Vilhjalmur Stefansson et les membres de l’Expédition canadienne dans l’Arctique devaient s’aventurer dans la mer de Beaufort gelée en mars 1914. Mais les difficultés étaient nombreuses, au premier rang desquelles le manque de vivres qui menaçait de conduire les hommes de l’équipage au bord de la mutinerie. Stefansson, qui plus est, souffrait d’hémorroïdes très invalidantes, un mal qu’il tentait par tous les moyens de dissimuler pour ne pas perdre le peu de confiance que lui témoignait encore son équipe. Pour couronner le tout, ses instruments de navigation étaient défectueux. C’est alors que J. J. O’Neill est arrivé à son secours, du moins en partie. Ce jeune homme de 27 ans, originaire de Port Colborne en Ontario, avait critiqué haut et fort les compétences de Stefansson. S’il avait joint l’expédition en tant que géologue, et non pas comme proctologue, il avait néanmoins apporté avec lui un chronomètre en état de marche.
Pour J. J. O’Neill, la mission en mer de Beaufort, qui consistait pour l’essentiel à dériver délibérément d’un banc de glace à un autre, était un pur suicide. Mais il ne voulait pas que l’expédition de Stefansson échoue uniquement parce que ce dernier n’avait pas les bons instruments en main. Aussi, a-t-il accepté de lui prêter son précieux chronomètre. Stefansson et une petite équipe (dont O’Neill ne faisait pas partie) allaient ainsi pouvoir passer 96 jours sur la banquise – un développement majeur dans l’exploration de l’océan Arctique – avant de joindre le reste de l’expédition à l’automne.

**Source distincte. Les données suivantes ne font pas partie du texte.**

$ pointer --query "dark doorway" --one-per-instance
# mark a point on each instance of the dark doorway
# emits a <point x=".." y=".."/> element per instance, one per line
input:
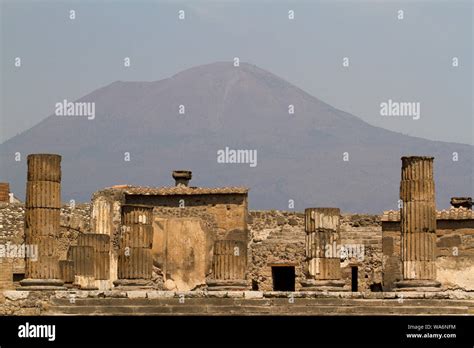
<point x="355" y="274"/>
<point x="18" y="277"/>
<point x="283" y="278"/>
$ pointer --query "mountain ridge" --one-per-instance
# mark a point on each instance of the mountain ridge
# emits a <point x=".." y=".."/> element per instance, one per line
<point x="300" y="156"/>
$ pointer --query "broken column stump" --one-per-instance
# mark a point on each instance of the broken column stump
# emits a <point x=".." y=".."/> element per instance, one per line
<point x="6" y="274"/>
<point x="418" y="225"/>
<point x="229" y="266"/>
<point x="42" y="217"/>
<point x="135" y="261"/>
<point x="323" y="270"/>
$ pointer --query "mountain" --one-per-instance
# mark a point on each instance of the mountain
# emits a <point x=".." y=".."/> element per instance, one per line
<point x="299" y="156"/>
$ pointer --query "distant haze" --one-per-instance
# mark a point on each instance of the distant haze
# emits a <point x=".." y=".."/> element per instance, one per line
<point x="407" y="60"/>
<point x="318" y="156"/>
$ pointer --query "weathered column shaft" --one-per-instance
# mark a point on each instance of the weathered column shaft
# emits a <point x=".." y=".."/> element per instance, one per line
<point x="100" y="244"/>
<point x="418" y="218"/>
<point x="42" y="217"/>
<point x="135" y="257"/>
<point x="322" y="238"/>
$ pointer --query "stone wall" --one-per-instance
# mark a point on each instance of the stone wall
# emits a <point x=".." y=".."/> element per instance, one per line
<point x="229" y="211"/>
<point x="362" y="237"/>
<point x="278" y="237"/>
<point x="73" y="222"/>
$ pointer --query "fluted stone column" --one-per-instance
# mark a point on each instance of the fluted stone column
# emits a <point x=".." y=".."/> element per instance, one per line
<point x="135" y="262"/>
<point x="42" y="217"/>
<point x="229" y="266"/>
<point x="321" y="250"/>
<point x="418" y="224"/>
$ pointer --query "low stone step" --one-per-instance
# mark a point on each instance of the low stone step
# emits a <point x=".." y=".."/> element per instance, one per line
<point x="261" y="302"/>
<point x="256" y="310"/>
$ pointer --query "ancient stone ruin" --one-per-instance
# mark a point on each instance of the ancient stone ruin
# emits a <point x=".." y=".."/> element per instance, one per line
<point x="181" y="244"/>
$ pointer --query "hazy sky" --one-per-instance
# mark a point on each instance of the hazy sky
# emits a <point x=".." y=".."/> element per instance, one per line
<point x="407" y="60"/>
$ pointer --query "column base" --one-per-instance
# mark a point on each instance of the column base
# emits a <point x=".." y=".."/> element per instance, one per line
<point x="421" y="285"/>
<point x="41" y="284"/>
<point x="323" y="285"/>
<point x="133" y="284"/>
<point x="227" y="285"/>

Non seulement ce geste a-t-il sauvé la mission de Stefansson, mais il a aussi marqué le début d’un engagement durable dans l’Arctique. John Johnston O’Neill a obtenu un baccalauréat en géologie et en génie minier à l’Université McGill et un doctorat en géologie structurelle et pétrographie de l’Université Yale. Après l’Expédition canadienne dans l’Arctique, il a travaillé pour la Commission géologique du Canada (sa mission incluait notamment l’exploration des dépôts de cuivre de l’Arctique) et fait un bref séjour en Inde. En 1921, il devient professeur adjoint de géologie à McGill, puis successivement professeur agrégé, directeur du Département de géologie, doyen de la Faculté des sciences, doyen de la Faculté des études supérieures et de la Faculté de génie et enfi n, vice-principal jusqu’à sa retraite en 1952.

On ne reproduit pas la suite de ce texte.